ABSTRACT

The rate of growth of available information about biomedical and biological

systems is exponential. In fact, available information has already gone far

beyond human ability to synthesize, analyze, and predict. The biomedical

information torrent is now a continuously growing set of exceedingly intricate

knowledge about complex, large dynamic systems. Against this background,

one of the most urgent challenges to the biomedical research community, with

direct impact on drug development, seems to be to develop approaches to

analyze this extremely large amount of data to discover patterns (1) or useful

information that may be available in the data but not apparent through simple

inspection.
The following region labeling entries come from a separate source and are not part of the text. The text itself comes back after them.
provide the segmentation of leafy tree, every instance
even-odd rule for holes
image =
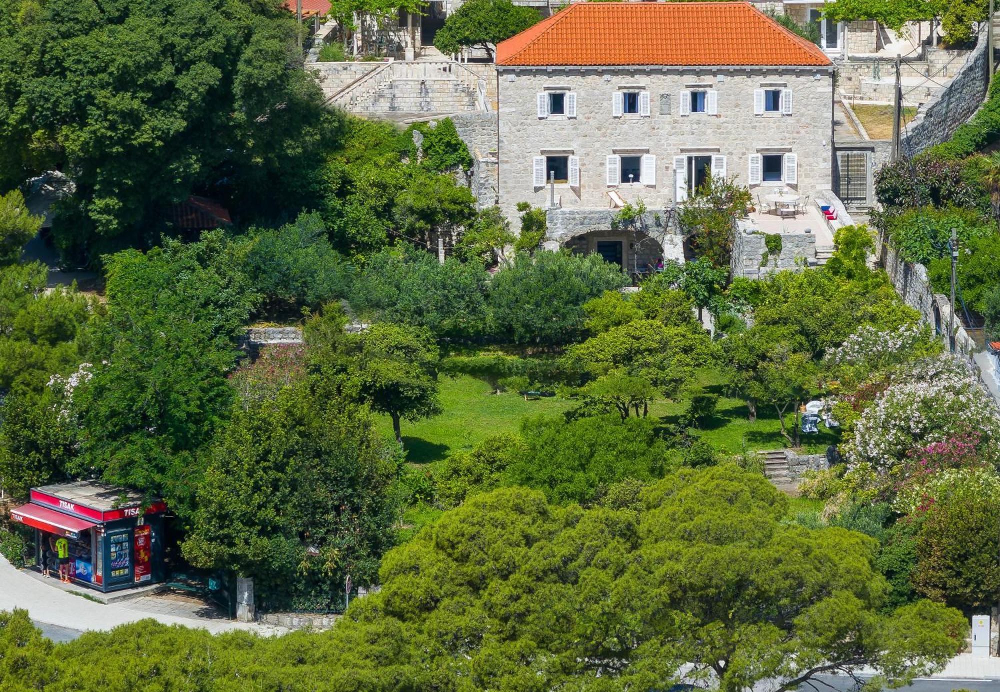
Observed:
[[[667,327],[654,320],[635,320],[570,346],[567,367],[594,376],[623,367],[642,376],[672,397],[694,372],[715,360],[708,332],[700,327]]]
[[[438,349],[428,329],[380,322],[358,336],[360,350],[345,392],[392,418],[396,442],[403,444],[401,419],[419,420],[441,411],[438,402]]]
[[[471,339],[486,330],[486,271],[478,262],[404,246],[373,255],[351,290],[351,307],[363,318],[430,329],[438,338]]]
[[[32,216],[20,190],[0,195],[0,264],[12,264],[21,257],[21,249],[42,227],[41,216]]]
[[[504,482],[507,467],[524,452],[516,435],[488,437],[473,449],[455,452],[434,468],[437,502],[448,509]]]
[[[736,219],[750,208],[750,191],[733,179],[709,176],[695,195],[681,203],[677,223],[698,258],[729,268]]]
[[[375,580],[393,542],[397,460],[330,382],[301,380],[238,411],[208,457],[182,545],[193,565],[253,577],[272,608],[324,607],[346,574]]]
[[[781,434],[789,446],[799,446],[799,404],[816,387],[817,368],[808,353],[796,353],[786,344],[778,344],[760,364],[750,385],[757,401],[774,406],[781,423]],[[795,415],[793,436],[785,429],[785,413],[791,407]]]
[[[301,214],[278,229],[252,229],[250,235],[246,272],[273,307],[315,310],[347,296],[353,268],[330,245],[318,214]]]
[[[995,497],[971,483],[937,498],[917,532],[911,575],[916,590],[966,611],[994,603],[1000,589],[998,527]]]
[[[455,254],[465,261],[476,259],[492,267],[503,259],[504,248],[513,245],[514,241],[510,222],[500,207],[487,207],[479,212],[455,244]]]
[[[496,273],[490,311],[498,337],[518,344],[555,345],[583,330],[583,304],[621,288],[628,277],[600,255],[518,253]]]
[[[548,233],[548,213],[540,207],[532,207],[528,202],[518,202],[521,213],[521,232],[517,236],[514,250],[533,254]]]
[[[5,0],[0,15],[0,188],[71,171],[54,226],[64,252],[151,243],[164,207],[195,189],[251,214],[308,199],[336,116],[289,69],[297,28],[278,5]]]
[[[632,411],[638,418],[640,408],[642,417],[646,417],[649,403],[656,398],[656,387],[645,377],[630,375],[625,368],[615,368],[588,382],[581,393],[591,405],[613,407],[625,420]]]
[[[597,298],[591,298],[583,304],[583,312],[587,316],[584,326],[595,336],[643,316],[631,295],[621,291],[605,291]]]
[[[507,466],[506,483],[537,488],[558,504],[591,503],[612,483],[655,480],[668,468],[667,445],[648,419],[531,418],[521,438],[524,450]]]
[[[256,301],[243,264],[219,232],[105,258],[107,315],[72,399],[74,471],[163,497],[181,516],[193,508],[199,453],[229,417],[225,376]]]
[[[537,24],[542,19],[532,7],[510,0],[468,0],[448,15],[434,36],[434,47],[445,55],[463,48],[482,48],[493,60],[493,46]]]
[[[826,261],[826,269],[836,276],[857,280],[867,278],[868,255],[875,249],[875,239],[867,226],[844,226],[834,233],[836,250]]]

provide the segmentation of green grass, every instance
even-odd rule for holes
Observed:
[[[722,395],[723,378],[719,372],[699,372],[698,384],[720,396],[715,417],[706,423],[701,432],[704,439],[720,452],[738,454],[744,449],[784,447],[774,407],[758,407],[757,420],[751,423],[747,418],[749,411],[745,402]],[[573,401],[558,397],[525,401],[513,393],[492,394],[489,385],[467,375],[442,377],[443,413],[421,421],[403,421],[403,446],[411,463],[426,464],[459,450],[471,449],[491,435],[517,432],[526,416],[559,414],[575,405]],[[676,424],[684,406],[683,402],[656,401],[650,407],[650,415]],[[785,420],[791,434],[794,417],[789,413]],[[392,435],[392,422],[388,416],[378,416],[377,426],[382,433]],[[817,454],[838,441],[838,433],[820,426],[818,434],[802,436],[802,447],[806,453]]]
[[[525,401],[516,393],[492,394],[488,384],[468,375],[442,376],[440,382],[443,413],[401,424],[410,462],[444,459],[459,450],[472,449],[492,435],[517,432],[521,419],[527,416],[562,413],[574,406],[574,402],[558,397]],[[392,435],[389,416],[377,416],[377,427]]]

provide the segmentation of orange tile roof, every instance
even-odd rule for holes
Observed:
[[[746,2],[578,2],[497,45],[496,64],[827,66]]]

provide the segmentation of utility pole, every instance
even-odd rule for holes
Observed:
[[[986,75],[986,88],[990,88],[990,80],[993,79],[993,0],[990,0],[990,26],[986,34],[986,55],[988,56],[990,71]]]
[[[990,0],[992,2],[993,0]],[[299,52],[302,52],[302,0],[295,0],[295,21],[299,37]]]
[[[955,265],[958,264],[958,231],[951,229],[951,313],[948,316],[948,350],[955,352]]]
[[[896,53],[896,88],[893,89],[893,108],[892,108],[892,160],[896,161],[899,159],[899,119],[903,115],[902,100],[903,100],[903,90],[899,85],[899,68],[902,63],[902,56]]]

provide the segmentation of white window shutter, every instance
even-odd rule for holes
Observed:
[[[726,177],[726,157],[718,154],[712,157],[712,177],[724,179]]]
[[[761,165],[760,154],[750,154],[750,170],[747,174],[748,185],[760,185]]]
[[[649,187],[656,187],[656,156],[654,154],[642,155],[642,184]]]
[[[785,182],[789,185],[799,182],[799,157],[795,154],[785,154]]]
[[[617,155],[609,156],[607,167],[608,167],[608,185],[617,185],[619,171],[621,170],[621,157]]]
[[[674,202],[687,199],[687,157],[674,157]]]
[[[535,187],[545,187],[545,157],[536,156],[534,161],[532,185]]]

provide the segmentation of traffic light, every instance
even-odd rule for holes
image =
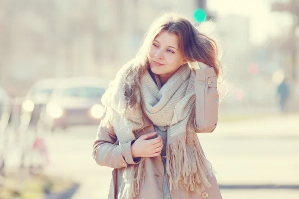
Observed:
[[[201,8],[197,8],[194,10],[193,17],[196,22],[201,23],[204,21],[207,16],[205,11]]]

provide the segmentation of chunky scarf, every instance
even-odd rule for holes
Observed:
[[[194,71],[188,64],[182,66],[160,89],[146,71],[136,93],[138,102],[128,111],[125,96],[128,91],[125,70],[118,73],[102,99],[107,112],[111,113],[104,119],[113,125],[120,143],[136,140],[135,132],[147,120],[156,126],[166,126],[166,171],[170,190],[180,186],[200,194],[210,187],[207,175],[212,174],[212,169],[194,129]],[[119,198],[132,199],[139,194],[146,172],[145,158],[125,169]]]

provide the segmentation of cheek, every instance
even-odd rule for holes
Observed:
[[[156,52],[156,50],[154,48],[150,48],[150,52],[149,52],[149,54],[150,55],[150,56],[151,57],[153,57],[153,56],[154,56]]]

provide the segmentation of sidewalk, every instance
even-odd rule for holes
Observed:
[[[213,133],[220,137],[299,138],[299,114],[256,116],[245,120],[218,122]]]

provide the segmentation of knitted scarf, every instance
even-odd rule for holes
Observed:
[[[128,111],[125,70],[118,73],[102,98],[106,112],[111,113],[106,114],[104,119],[113,125],[120,143],[136,140],[135,132],[147,120],[156,126],[166,126],[166,171],[170,190],[180,186],[200,194],[210,187],[207,175],[212,174],[212,169],[194,129],[194,71],[188,64],[181,66],[159,89],[147,71],[140,78],[140,86],[136,93],[137,103]],[[125,169],[119,198],[132,199],[139,194],[146,175],[146,158],[142,158],[138,164]]]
This integration aspect has always been a challenge in drug develop-

ment, where data are continuously gathered at a variety of scales and sizes

through the preclinical and clinical development programs. Recently, academic

and health sciences research has also become aware of the importance of this

very challenge. The National Institutes of Health (NIH) Roadmap for medical

research in the 21st century states that:

Today’s biomedical researcher routinely generates an amount of data

that would fill multiple compact discs, each containing billions of

bytes of data. [A byte is approximately the amount of information con-

tained in an individual letter of type on this page.] There is no way

to manage these data by hand. What researchers need are computer

programs and other tools to evaluate, combine, and visualize these

data. In some cases, these tools will greatly benefit from the awesome

strength of supercomputers or the combined power of many smaller

machines in a coordinated way but, in other cases, these tools will be

used on modern personal computers and workstations (2).